Ian A. McFarland has also talked of divine creation and divine conservation as "single aspects of a single divine project".
Aquinas had also enabled theologians to point out that the steady-state universe model was not in conflict with Christian doctrine, as Aquinas had allowed for that.

Treated as a scientific hypothesis, divine conservation is untestable and unfalsifiable and thus outwith the realm of scientific inquiry.
But Michael P. Levine of the University of Western Australia notes that it is still faultable on philosophical grounds.
In particular, it has a strong dependence from a theistic position; remove the tacit assumption of theism and a lot of the statements made by Descartes et al. become self-evidently false.

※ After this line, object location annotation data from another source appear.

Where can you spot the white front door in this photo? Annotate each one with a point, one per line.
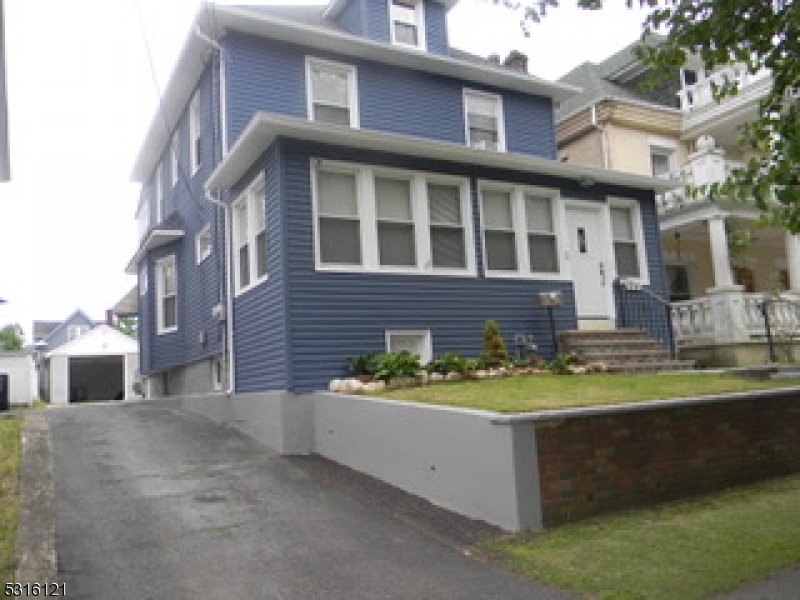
(588, 252)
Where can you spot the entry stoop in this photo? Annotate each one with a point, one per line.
(621, 351)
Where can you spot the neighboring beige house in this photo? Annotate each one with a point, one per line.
(717, 282)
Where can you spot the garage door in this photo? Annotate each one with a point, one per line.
(96, 378)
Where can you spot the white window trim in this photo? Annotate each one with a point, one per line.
(419, 13)
(367, 212)
(158, 191)
(501, 120)
(427, 351)
(638, 233)
(352, 85)
(254, 192)
(519, 221)
(160, 329)
(199, 253)
(143, 279)
(174, 152)
(195, 131)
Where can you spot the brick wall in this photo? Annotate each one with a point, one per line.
(600, 461)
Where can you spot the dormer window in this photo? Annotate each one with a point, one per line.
(407, 22)
(484, 120)
(332, 96)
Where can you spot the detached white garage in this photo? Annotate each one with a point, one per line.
(102, 364)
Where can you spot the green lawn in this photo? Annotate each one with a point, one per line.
(9, 495)
(545, 391)
(684, 550)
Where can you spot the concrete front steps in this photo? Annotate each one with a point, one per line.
(621, 351)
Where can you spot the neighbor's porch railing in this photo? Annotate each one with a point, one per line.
(760, 316)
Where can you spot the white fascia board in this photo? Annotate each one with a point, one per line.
(336, 7)
(195, 54)
(155, 239)
(264, 128)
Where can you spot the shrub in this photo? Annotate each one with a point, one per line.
(494, 351)
(365, 365)
(397, 364)
(449, 362)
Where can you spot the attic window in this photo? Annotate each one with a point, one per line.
(407, 23)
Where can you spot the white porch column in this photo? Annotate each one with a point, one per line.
(720, 257)
(793, 260)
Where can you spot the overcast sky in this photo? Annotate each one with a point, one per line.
(81, 97)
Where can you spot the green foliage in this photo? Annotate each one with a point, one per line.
(494, 351)
(561, 364)
(392, 365)
(11, 338)
(449, 362)
(363, 365)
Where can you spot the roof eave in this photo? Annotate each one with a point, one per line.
(264, 128)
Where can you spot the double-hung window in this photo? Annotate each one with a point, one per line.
(446, 219)
(407, 18)
(250, 237)
(371, 218)
(332, 95)
(626, 245)
(499, 235)
(542, 239)
(167, 295)
(195, 133)
(484, 120)
(520, 231)
(396, 237)
(339, 221)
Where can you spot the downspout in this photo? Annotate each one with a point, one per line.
(225, 208)
(603, 136)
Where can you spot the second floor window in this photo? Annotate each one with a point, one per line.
(484, 120)
(167, 295)
(250, 237)
(407, 22)
(195, 133)
(332, 96)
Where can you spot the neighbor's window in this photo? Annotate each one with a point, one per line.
(415, 342)
(203, 244)
(499, 237)
(484, 120)
(626, 247)
(250, 237)
(407, 19)
(195, 134)
(332, 96)
(167, 294)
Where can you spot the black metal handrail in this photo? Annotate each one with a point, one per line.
(641, 308)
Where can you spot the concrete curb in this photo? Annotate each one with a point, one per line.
(36, 532)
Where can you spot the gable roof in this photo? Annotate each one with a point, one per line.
(103, 340)
(299, 25)
(603, 81)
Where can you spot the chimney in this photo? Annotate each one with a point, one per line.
(516, 61)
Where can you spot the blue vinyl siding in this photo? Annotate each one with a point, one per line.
(436, 28)
(333, 316)
(260, 314)
(352, 17)
(199, 334)
(270, 76)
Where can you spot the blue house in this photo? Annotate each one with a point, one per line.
(320, 182)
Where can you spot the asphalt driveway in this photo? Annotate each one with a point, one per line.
(154, 503)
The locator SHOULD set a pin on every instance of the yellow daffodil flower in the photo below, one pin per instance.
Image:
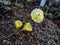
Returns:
(18, 24)
(37, 15)
(27, 27)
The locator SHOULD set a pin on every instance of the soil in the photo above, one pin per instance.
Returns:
(45, 33)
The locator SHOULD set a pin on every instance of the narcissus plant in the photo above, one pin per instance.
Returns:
(18, 24)
(27, 27)
(37, 15)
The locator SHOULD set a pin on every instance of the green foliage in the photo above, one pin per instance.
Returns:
(7, 3)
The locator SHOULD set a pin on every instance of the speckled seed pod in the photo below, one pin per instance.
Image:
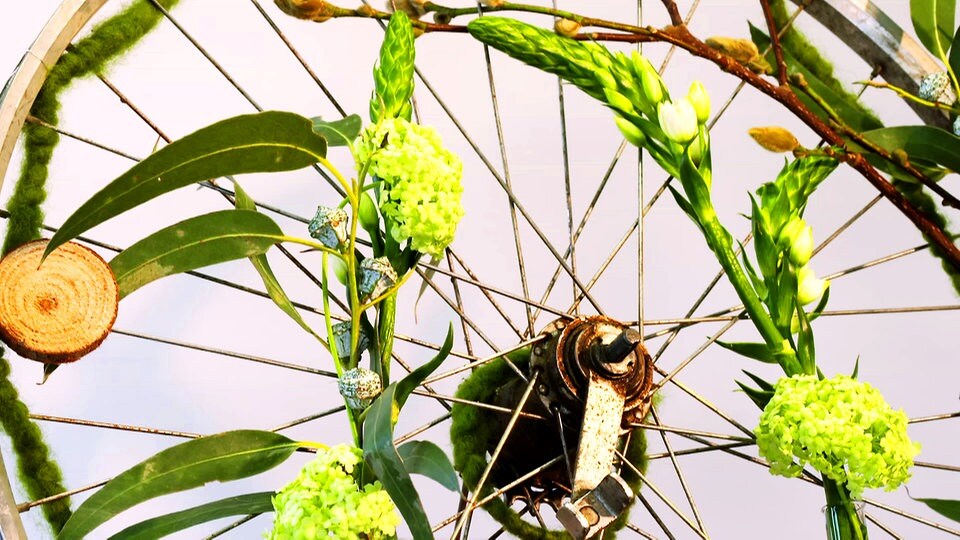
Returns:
(329, 226)
(359, 387)
(933, 85)
(376, 277)
(341, 337)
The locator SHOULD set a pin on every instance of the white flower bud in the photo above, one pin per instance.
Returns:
(678, 120)
(809, 287)
(701, 101)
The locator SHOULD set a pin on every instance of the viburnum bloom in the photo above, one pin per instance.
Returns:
(840, 426)
(420, 196)
(325, 502)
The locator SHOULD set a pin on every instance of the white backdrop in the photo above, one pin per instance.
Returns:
(910, 358)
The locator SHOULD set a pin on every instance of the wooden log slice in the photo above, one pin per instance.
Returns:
(58, 311)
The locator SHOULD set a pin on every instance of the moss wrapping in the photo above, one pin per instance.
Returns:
(471, 429)
(39, 474)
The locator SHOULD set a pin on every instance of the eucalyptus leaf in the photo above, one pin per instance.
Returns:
(759, 397)
(945, 507)
(339, 132)
(924, 143)
(160, 526)
(217, 458)
(194, 243)
(933, 21)
(382, 456)
(755, 351)
(408, 384)
(427, 459)
(954, 59)
(263, 142)
(270, 281)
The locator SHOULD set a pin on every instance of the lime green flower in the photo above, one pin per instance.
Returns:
(842, 427)
(326, 502)
(421, 191)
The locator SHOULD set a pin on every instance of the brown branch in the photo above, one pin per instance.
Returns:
(675, 18)
(775, 42)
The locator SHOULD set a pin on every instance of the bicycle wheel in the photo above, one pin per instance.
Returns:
(196, 355)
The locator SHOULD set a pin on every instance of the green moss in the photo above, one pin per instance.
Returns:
(39, 474)
(470, 430)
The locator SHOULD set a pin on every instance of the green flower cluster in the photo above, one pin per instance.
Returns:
(326, 502)
(420, 197)
(842, 427)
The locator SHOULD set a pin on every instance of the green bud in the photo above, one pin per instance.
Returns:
(339, 269)
(649, 79)
(809, 287)
(618, 101)
(630, 132)
(678, 120)
(700, 100)
(367, 213)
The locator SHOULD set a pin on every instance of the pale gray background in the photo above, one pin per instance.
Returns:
(910, 358)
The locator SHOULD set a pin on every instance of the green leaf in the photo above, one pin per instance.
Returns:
(194, 243)
(933, 21)
(339, 132)
(925, 143)
(852, 113)
(954, 60)
(945, 507)
(409, 383)
(806, 349)
(263, 142)
(270, 281)
(759, 381)
(426, 458)
(217, 458)
(382, 456)
(755, 351)
(759, 397)
(160, 526)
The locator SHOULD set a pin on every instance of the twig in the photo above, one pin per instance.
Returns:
(775, 42)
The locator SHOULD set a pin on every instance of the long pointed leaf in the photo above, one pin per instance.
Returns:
(426, 458)
(270, 281)
(933, 22)
(381, 454)
(160, 526)
(264, 142)
(409, 383)
(217, 458)
(194, 243)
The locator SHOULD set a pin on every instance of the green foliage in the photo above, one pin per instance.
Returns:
(339, 132)
(933, 21)
(393, 76)
(218, 458)
(428, 459)
(325, 500)
(90, 55)
(421, 190)
(381, 454)
(270, 281)
(38, 472)
(805, 58)
(263, 142)
(193, 243)
(842, 427)
(160, 526)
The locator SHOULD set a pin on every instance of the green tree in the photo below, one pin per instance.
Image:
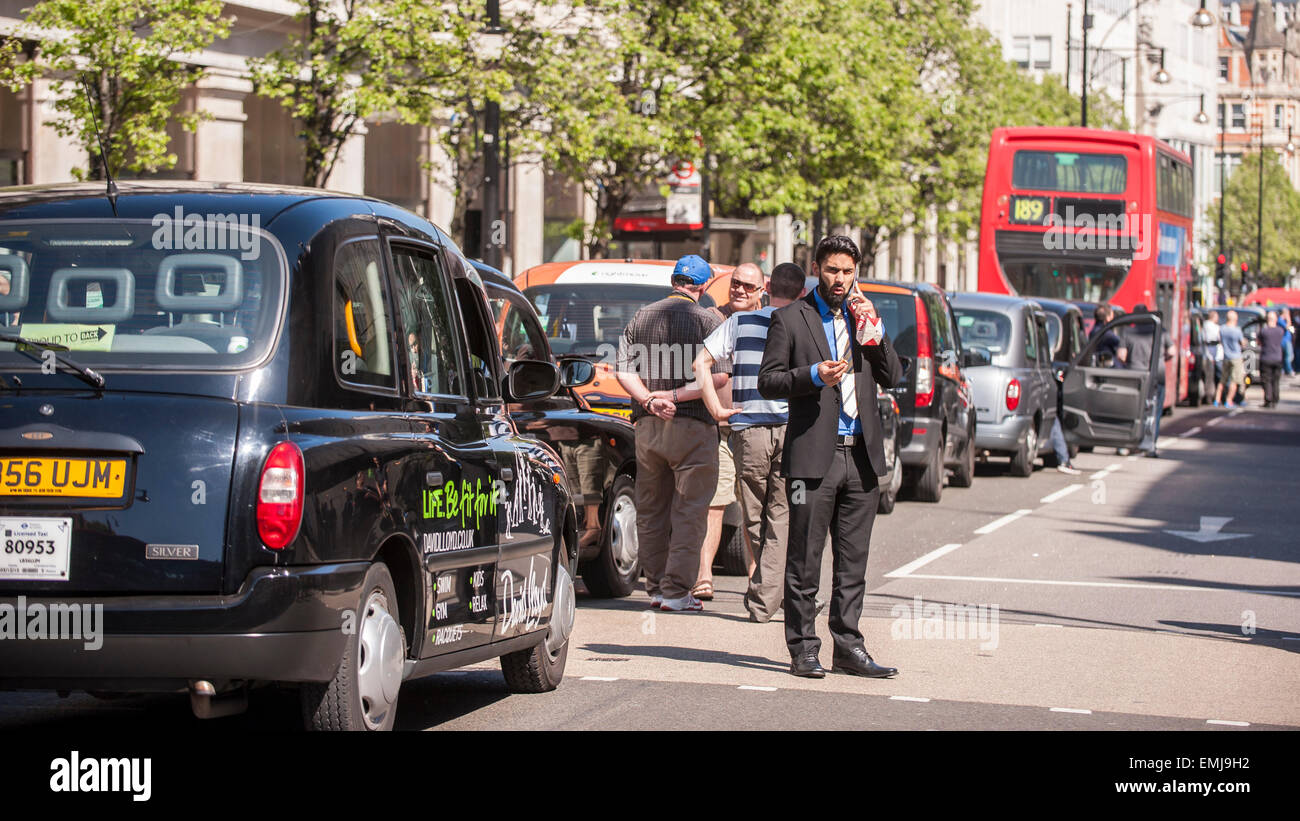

For example, without a theist foundation Descartes's assertion that conservation requires the same power as creation becomes evidently false when one considers that it does not require the same power to hold some material object in place as it does to initially move it to that place.
In Levine's words it "does not take as much effort or force to maintain a house in existence as it takes to build it—though it may sometimes seem that way."

However, Philip L. Quinn advanced the position that it is also not incompatible with whatever mass-energy conservation laws modern physics may construct.
Adolf Grünbaum argued that this is mistaken inasmuch as the mathematical formalisms offered by Quinn for these theological concepts in order to relate them to physics are so "obscure and elusive" that they end up lacking explanatory power.
Grünbaum contradicted Quinn, arguing that neither the Big Bang nor the steady-state models of the universe are logically compatible with a claim that divine conservation and continuous creation are causally necessary to the universe.
Grünbaum further argues that the principle of conservation of mass-energy is not only formulated in physics as a naturally arising law with no need for support; but furthermore, as taught at freshman science level, it states that mass-energy can neither be created nor destroyed, which stands in direct opposition to the argument that a divine being has the power to do exactly that.